Gaussian to uniform intensity shaper based on generalized phase contrast

We show that the generalized phase contrast method (GPC) can be used as a versatile tool for shaping an incident Gaussian illumination into arbitrary lateral beam profiles with uniform intensity. This energy-efficient technique shapes the beam by redistributing light from designated dark regions and homogenizes the beam by redistributing excess energy from the center to the edges. Results from numerical experiments show efficiencies around 84% for various profiles with minimal intensity inhomogeneities.

Comparison of generalized phase contrast and computer generated holography for laser image projection

Laser projection based on phase modulation promises several advantages over amplitude modulation. We examine and compare the merits of two phase modulation techniques; phase-only computer generated holography and generalized phase contrast, for the application of dynamic laser image projection. We adopt information theory as a guiding framework and analyze information-relevant metrics such as space-bandwidth product, output display resolution, efficiency, speckle noise, computational load and device requirements. The analysis takes into account the perspective of potential end-users.

Generalized phase contrast matched to Gaussian illumination

We show that the generalized phase contrast method (GPC) can be used as a versatile tool for shaping an incident Gaussian illumination into arbitrary lateral beam profiles. For illustration, we use GPC in an energy-efficient phase-only implementation of various apertures that do not block light but instead effectively redirect the available photons from a bell-shaped light distribution. GPC-based generation of lateral beam profiles can thus be achieved using a simplified optical implementation as it eliminates the need for a potentially lossy initial beam shaping. The required binary phase input is simple to fabricate for static applications and can be easily reconfigured up to device frame refresh rates for dynamic applications.

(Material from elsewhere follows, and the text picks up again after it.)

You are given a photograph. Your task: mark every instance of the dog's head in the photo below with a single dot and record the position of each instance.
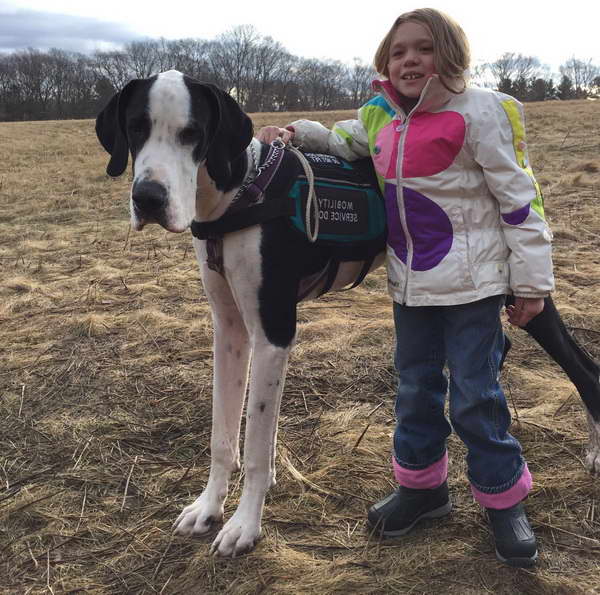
(172, 125)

Light-driven micro-tool equipped with a syringe function

Leveraging developments in microfabrication open new possibilities for optical manipulation. With the structural design freedom from three-dimensional printing capabilities of two-photon polymerization, we are starting to see the emergence of cleverly shaped ‘light robots’ or optically actuated micro-tools that closely resemble their macroscopic counterparts in function and sometimes even in form. In this work, we have fabricated a new type of light robot that is capable of loading and unloading cargo using photothermally induced convection currents within the body of the tool. We have demonstrated this using silica and polystyrene beads as cargo. The flow speeds of the cargo during loading and unloading are significantly larger than when using optical forces alone. This new type of light robot presents a mode of material transport that may have a significant impact on targeted drug delivery and nanofluidics injection.